26.7 C
Jakarta
Tuesday, April 15, 2025

Istana Siapkan Draft Perppu KPK

JAKARTA – Presiden Joko Widodo mempertimbangkan untuk menerbitkan
Peraturan Pemerintah Pengganti Undang-undang (Perppu) terkait Undang-Undang
Nomor 30 tahun 2002 tentang Komisi Pemberantasan Korupsi (KPK). Belum diketahui
kapan Perppu tersebut akan diterbitkan. Namun, pihak istana sudah menyiapkan
draf-nya.

Hal itu disampaikan Mensesneg,
Pratikno. Menurutnya, sudah menjadi tugasnya mempersiapkan segala sesuatu untuk
presiden. “Kita antisipasi apa pun keputusan Presiden dalam beberapa hari ke
depan. Yang jelas tugas staf adalah menyiapkan segala sesuatu yang akan
diputuskan pimpinan,” kata Pratikno di Masjid Baiturrahman Istana Kepresidenan
Jakarta, Jumat (27/9).

Namun, dia tidak menyampaikan
kapan Jokowi akan mengeluarkan Perppu tersebut. “Soal itu hanya presiden yang
tahu. Saya hanya mempersiapkan saja. Waktunya tergantung presiden,” imbuhnya.
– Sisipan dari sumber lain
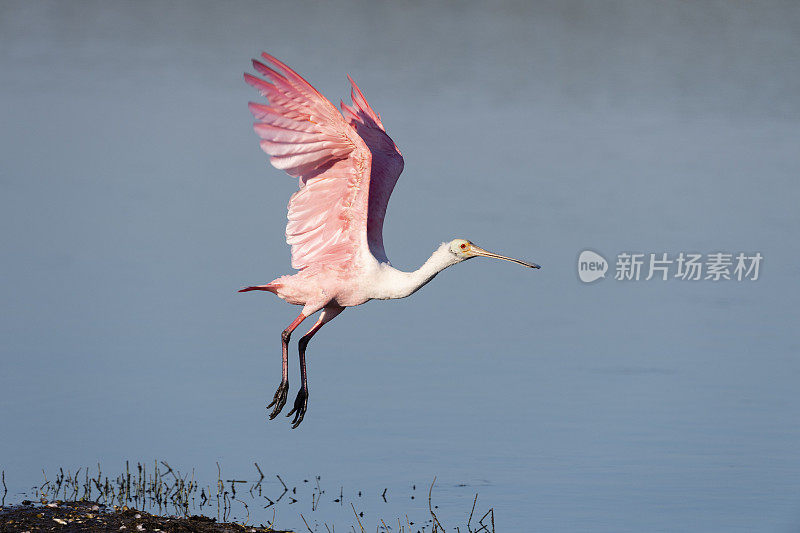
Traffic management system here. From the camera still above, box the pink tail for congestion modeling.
[238,283,280,294]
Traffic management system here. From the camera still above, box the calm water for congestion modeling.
[2,1,799,531]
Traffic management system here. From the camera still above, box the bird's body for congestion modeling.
[245,242,459,307]
[241,53,539,427]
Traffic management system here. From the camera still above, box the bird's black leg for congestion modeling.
[287,334,311,428]
[268,313,305,419]
[287,306,344,428]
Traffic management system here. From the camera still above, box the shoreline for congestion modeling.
[0,500,290,533]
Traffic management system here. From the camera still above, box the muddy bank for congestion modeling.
[0,500,290,533]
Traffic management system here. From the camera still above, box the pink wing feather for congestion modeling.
[340,75,405,264]
[245,53,403,270]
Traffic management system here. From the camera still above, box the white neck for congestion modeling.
[375,243,460,300]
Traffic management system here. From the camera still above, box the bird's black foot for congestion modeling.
[286,387,308,429]
[267,380,289,419]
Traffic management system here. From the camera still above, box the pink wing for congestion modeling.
[245,53,404,270]
[340,76,405,264]
[245,53,371,271]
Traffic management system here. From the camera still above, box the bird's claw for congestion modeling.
[267,380,289,419]
[286,387,308,429]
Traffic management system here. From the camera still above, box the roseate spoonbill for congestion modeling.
[240,53,540,428]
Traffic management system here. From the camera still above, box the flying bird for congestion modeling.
[240,53,540,428]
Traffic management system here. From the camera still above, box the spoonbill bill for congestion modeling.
[240,53,540,428]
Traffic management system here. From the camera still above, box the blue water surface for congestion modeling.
[1,2,799,531]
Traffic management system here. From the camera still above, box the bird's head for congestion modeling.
[448,239,540,269]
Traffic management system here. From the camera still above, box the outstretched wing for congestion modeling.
[340,77,404,264]
[245,53,372,271]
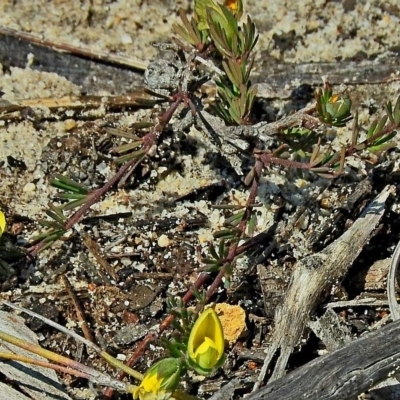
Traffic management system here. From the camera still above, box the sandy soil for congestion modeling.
[0,1,400,400]
[1,0,400,64]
Seperti diketahui pada Kamis
(26/9), Presiden Jokowi mengatakan mempertimbangkan untuk menerbitkan Perppu UU
KPK. Namun, Jokowi menegaskan masih akan mengkalkulasinya. Terutama dari sisi
politik. Kepala Negara juga belum dapat memastikan kapan akan menerbitkan
Perppu UU KPK tersebut.

Revisi UU KPK berlangsung sangat
singkat. Yakni 13 hari. Dimulai 3 September 2019 DPR menyetujui usulan revisi
UU KPK yang diusulkan Baleg DPR. Presiden lalu menandatangani surat presiden (surpres)
pada 11 September 2019. Selanjutnya rapat paripurna DPR RI mengesahkannya pada
17 September.

Baca Juga :  Atap Sekolah Kembali Ambruk, DPR Pertanyakan Sistem Pengawasan

Dalam Pasal 22 UUD 1945
menyebutkan perppu mempunyai fungsi dan muatan yang sama dengan undang-undang.
Bedanya dari segi pembentukannya saja. Perppu dibentuk oleh Presiden tanpa
persetujuan DPR RI. Alasan penerbitan Perppu karena ada suatu hal yang sangat
genting. KPK sendiri menyebutkan ada 26 masalah dari revisi UU Nomor 30 tahun
2002 tentang KPK.

Sementara itu, pengamat
komunikasi politik dari Universitas Pelita Harapan Emrus Sihombing menilai
Presiden Jokowi masih mengamati dinamika politik sebelum memutuskan menerbitkan
Perppu.

Menurut dia, saat ini Jokowi
masih menimbang-nimbang tentang dinamika politik yang mungkin timbul. Terutama
munculnya kekuatan lain yang menolak diterbitkannya Perppu. “Kekuatan lain
tersebut bisa jadi berasal dari kelompok masyarakat ataupun elit-elit politik
yang memiliki kepentingan terhadap revisi UU KPK,” ujar Emrus di Jakarta, Jumat
(27/9).

Dia mengingatkan agar Jokowi cermat
dalam mengelola desakan masyarakat. Termasuk desakan mahasiswa terkait
penerbitan Perppu KPK. Jika Presiden salah mengambil keputusan, maka hal
tersebut dapat berdampak pada kelangsungan pemerintahan dua periode Jokowi.
“Presiden harus bisa mengelola itu. Bisa diterima bisa ditolak. Tapi kalau dia
salah kelola, berbahaya,” papar Direktur Eksekutif Lembaga Emrus Corner ini.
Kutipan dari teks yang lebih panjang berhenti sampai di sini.